Israeli startup Regatta is building a scale-out, transactional (OLTP), analytic (OLAP) relational database (OLxP) with extensibility to semi-structured and unstructured data. The company says it is a drop-in replacement for Postgres and has been designed from day one to support SSD storage. Its architecture is discussed in a blog by co-founder and CTO Erez Webman, formerly CTO of ScaleIO, acquired by EMC in 2013.
This OLTP+OLAP combination has been pursued by other suppliers, such as SingleStore, which has added indexed vector search to speed AI queries. SAP HANA, the Oracle Database with an in-memory option, Microsoft SQL Server with in-memory OLTP, Amazon Aurora with Redshift Spectrum, PostgreSQL with Citus or Timescale DB extensions all provide combined transactional and analytical database functions as well. Regatta is entering a fairly mature market and reckons it has an edge because of its architecture.

Webman says: “Regatta is mainly a scale-out shared-nothing clustered architecture where heterogeneous nodes (servers, VMs, containers, etc.) cooperate and can perform lengthy (as well as short) SQL statements in a parallel/distributed manner, with many-to-many data propagation among the cluster nodes (i.e. intermediate data doesn’t need to pass via a central point).” Each storage drive is accessible “only by a single node in the cluster.”
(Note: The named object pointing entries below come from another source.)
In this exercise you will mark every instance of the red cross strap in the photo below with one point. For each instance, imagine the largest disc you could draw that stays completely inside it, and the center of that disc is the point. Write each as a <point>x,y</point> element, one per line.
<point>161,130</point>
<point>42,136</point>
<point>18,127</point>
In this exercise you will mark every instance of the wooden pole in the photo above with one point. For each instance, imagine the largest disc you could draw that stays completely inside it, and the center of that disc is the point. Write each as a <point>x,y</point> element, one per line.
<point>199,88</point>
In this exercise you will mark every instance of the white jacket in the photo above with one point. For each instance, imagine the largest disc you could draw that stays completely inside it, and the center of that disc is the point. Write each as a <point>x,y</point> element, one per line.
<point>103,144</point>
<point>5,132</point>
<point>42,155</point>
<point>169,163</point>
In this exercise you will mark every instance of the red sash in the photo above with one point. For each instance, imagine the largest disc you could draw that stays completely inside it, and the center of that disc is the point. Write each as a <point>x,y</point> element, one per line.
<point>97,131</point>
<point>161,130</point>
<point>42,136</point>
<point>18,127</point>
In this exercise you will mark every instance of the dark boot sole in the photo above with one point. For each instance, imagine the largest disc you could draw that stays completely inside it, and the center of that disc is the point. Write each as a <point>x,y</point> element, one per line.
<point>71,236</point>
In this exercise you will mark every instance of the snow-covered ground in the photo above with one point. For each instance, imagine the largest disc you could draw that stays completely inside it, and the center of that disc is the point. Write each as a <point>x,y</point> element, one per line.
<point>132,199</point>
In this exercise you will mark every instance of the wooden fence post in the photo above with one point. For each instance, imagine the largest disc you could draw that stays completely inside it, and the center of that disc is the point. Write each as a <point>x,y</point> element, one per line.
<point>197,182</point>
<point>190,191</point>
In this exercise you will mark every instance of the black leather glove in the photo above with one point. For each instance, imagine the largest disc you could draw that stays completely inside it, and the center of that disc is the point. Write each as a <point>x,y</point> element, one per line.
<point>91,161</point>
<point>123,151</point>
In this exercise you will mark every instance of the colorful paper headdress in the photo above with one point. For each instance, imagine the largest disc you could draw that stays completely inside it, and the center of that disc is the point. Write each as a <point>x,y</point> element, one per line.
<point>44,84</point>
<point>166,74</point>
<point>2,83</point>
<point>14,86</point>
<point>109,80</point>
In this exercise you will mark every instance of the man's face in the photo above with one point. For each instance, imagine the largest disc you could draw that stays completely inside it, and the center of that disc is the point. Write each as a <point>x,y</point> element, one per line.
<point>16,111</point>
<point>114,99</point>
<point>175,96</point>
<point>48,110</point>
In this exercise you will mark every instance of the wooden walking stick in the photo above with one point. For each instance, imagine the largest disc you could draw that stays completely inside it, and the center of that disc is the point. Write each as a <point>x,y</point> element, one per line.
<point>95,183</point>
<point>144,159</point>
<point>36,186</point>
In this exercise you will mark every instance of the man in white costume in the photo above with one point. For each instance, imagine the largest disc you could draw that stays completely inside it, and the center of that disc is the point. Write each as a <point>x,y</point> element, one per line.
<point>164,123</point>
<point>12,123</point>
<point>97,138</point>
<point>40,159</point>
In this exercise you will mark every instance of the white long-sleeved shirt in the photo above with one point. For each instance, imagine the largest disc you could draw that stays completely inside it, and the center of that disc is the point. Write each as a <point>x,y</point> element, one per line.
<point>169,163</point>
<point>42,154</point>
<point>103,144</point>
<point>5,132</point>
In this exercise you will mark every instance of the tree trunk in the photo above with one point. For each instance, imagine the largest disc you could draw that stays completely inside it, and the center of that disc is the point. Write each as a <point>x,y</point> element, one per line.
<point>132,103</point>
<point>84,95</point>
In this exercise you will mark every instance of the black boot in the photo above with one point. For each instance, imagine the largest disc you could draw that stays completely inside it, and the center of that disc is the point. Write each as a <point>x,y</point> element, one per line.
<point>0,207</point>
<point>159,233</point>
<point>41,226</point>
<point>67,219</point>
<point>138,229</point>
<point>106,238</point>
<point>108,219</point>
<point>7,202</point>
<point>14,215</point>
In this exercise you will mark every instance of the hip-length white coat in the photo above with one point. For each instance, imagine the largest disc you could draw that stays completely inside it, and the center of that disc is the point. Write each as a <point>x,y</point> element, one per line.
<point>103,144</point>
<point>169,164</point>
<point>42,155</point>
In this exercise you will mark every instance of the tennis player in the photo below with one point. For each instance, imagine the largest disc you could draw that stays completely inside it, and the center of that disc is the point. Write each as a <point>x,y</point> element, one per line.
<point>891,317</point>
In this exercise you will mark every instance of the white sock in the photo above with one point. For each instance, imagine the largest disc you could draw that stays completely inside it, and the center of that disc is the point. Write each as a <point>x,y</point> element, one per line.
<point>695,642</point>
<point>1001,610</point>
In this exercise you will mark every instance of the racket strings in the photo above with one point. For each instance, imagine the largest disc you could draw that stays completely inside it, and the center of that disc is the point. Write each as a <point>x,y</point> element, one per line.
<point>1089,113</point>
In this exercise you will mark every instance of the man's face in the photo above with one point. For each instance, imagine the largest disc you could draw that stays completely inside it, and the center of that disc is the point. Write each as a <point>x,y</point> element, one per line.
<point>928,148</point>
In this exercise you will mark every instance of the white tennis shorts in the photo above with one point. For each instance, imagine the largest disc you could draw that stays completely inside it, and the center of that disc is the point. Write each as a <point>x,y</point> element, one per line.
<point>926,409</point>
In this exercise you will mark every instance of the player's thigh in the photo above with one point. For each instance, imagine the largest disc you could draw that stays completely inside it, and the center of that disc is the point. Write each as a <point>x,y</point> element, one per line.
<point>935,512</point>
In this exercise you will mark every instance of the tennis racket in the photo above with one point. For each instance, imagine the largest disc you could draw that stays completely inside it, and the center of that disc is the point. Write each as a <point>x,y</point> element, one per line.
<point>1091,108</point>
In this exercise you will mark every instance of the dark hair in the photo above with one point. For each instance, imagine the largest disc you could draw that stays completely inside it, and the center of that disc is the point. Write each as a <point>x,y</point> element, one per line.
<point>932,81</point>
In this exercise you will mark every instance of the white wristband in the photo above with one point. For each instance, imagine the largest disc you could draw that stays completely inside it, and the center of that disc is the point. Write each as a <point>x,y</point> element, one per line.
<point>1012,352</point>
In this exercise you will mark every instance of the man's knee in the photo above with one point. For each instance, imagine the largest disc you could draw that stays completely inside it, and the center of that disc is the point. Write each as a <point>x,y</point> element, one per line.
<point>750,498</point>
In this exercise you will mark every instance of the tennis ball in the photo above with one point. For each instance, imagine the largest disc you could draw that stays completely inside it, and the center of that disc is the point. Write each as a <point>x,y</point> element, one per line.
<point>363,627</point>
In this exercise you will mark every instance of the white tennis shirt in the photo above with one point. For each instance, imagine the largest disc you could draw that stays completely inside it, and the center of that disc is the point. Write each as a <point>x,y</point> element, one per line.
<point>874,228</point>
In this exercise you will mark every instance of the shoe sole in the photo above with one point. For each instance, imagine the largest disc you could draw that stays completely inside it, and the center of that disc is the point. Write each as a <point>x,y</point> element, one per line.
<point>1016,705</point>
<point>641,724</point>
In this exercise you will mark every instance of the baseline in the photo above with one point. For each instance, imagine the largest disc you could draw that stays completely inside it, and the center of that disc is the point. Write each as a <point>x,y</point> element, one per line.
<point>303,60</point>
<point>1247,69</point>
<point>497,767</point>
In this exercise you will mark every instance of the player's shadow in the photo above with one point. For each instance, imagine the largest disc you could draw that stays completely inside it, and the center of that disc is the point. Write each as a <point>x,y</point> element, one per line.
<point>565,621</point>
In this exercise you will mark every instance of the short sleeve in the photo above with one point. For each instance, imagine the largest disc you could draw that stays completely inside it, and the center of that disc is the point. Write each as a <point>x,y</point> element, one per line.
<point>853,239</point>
A Regatta cluster, designed to support thousands of nodes, supports differently sized and configured nodes, which can provide compute+storage, compute-only, or storage-only functions. The database can be hosted in on-premises physical or virtual servers and in the public cloud, and can be consumed as a service.
Regatta differs from scale-out-by-sharding databases, such as MongoDB, by supporting distributed JOINs across node boundaries, and ensures strong ACID guarantees even when rows reside on different nodes. (Read a Regatta blog about scale-out sharding limitations here.)
The company has developed its own Concurrency Control Protocol (CCP) providing a fully serializable and externally consistent isolation level. Where a database supports concurrent user or application access, the different users’ operations need to be kept separate and not interfere with each other. This is the intent of concurrency control, which can have either a pessimistic or optimistic design. Pessimism assumes data access conflicts between transactions are likely to occur, and uses locks to ensure that only one transaction can access or modify data at any one time.
Optimism assumes that transaction data access conflicts are rare and allows transactions to proceed without restriction until it’s time to commit changes. Before committing, each transaction undergoes a validation phase where it checks if its read data has been modified by another transaction since it was initially read (using timestamps or versions for data).
Webman says Regatta’s CCP “is mainly optimistic, although unlike most optimistic protocols, it doesn’t cause transactions to abort on detected conflicts (well, except, of course, for deadlock cases in which both optimistic and pessimistic protocols tend to abort a transaction per deadlock-cycle).” It is snapshot-free and does not require clock synchronization.
Short or lengthy consistent/serializable read-only queries can be performed on real-time, up-to-the-second transactional data without blocking writing transactions from progressing.
Regatta implements its own row store data layouts directly on top of raw block storage to optimize I/O performance, and does not need any underlying file system. This is a log-structured data layout that operates very differently from an LSM tree design. It is built for extensibility to support other types of row stores, as well as column store, blob store, etc. Webman says its “first row store data layout type is specifically optimized for flash media. It allows us to optimally support both traditional small-rows-with-more-or-less-fixed-size, and variable-sized-large-rows-with-a-large-dynamic-range-of-sizes (within the same table).”
We’re told: “Regatta’s B+Trees (that are used, for example, for indexes) massively leverage the high read-concurrency of flash media, allowing meaningfully faster and more efficient B+Tree accesses than algorithms that would assume more ‘generic’ underlying storage (i.e. magnetic HDD).”
There are more details in Webman’s blog about Regatta’s distributed SQL database.
CEO and co-founder Boaz Palgi tells us that Regatta’s system is looking to ensure that you can:
- Execute complex and real-time queries on completely up-to-the-second transactional data – think agents in a telco that get a question regarding roaming from a subscriber that just added roaming to their plan.
- Execute transactions such that the same agent understands that the the subscriber should have added roaming for Italy as well, not just for France, and needs to correct this.
- Linearly increase both transactional and analytical performance without changing even a single line of code in your business logic by just adding more nodes. This will be important to keep running your business while adding many agents to the mix.
He says: “Traditional databases cannot deliver the performance to handle that type of agent-generated load, and most of them cannot combine OLAP with OLTP in the same database. Data warehouses cannot support the agents’ transactional workloads. ETL is a problem when you want agents to do more than just deal with stale archive-based data.”
For generative AI, “we are not doing anything specific today, although we will add some capabilities.”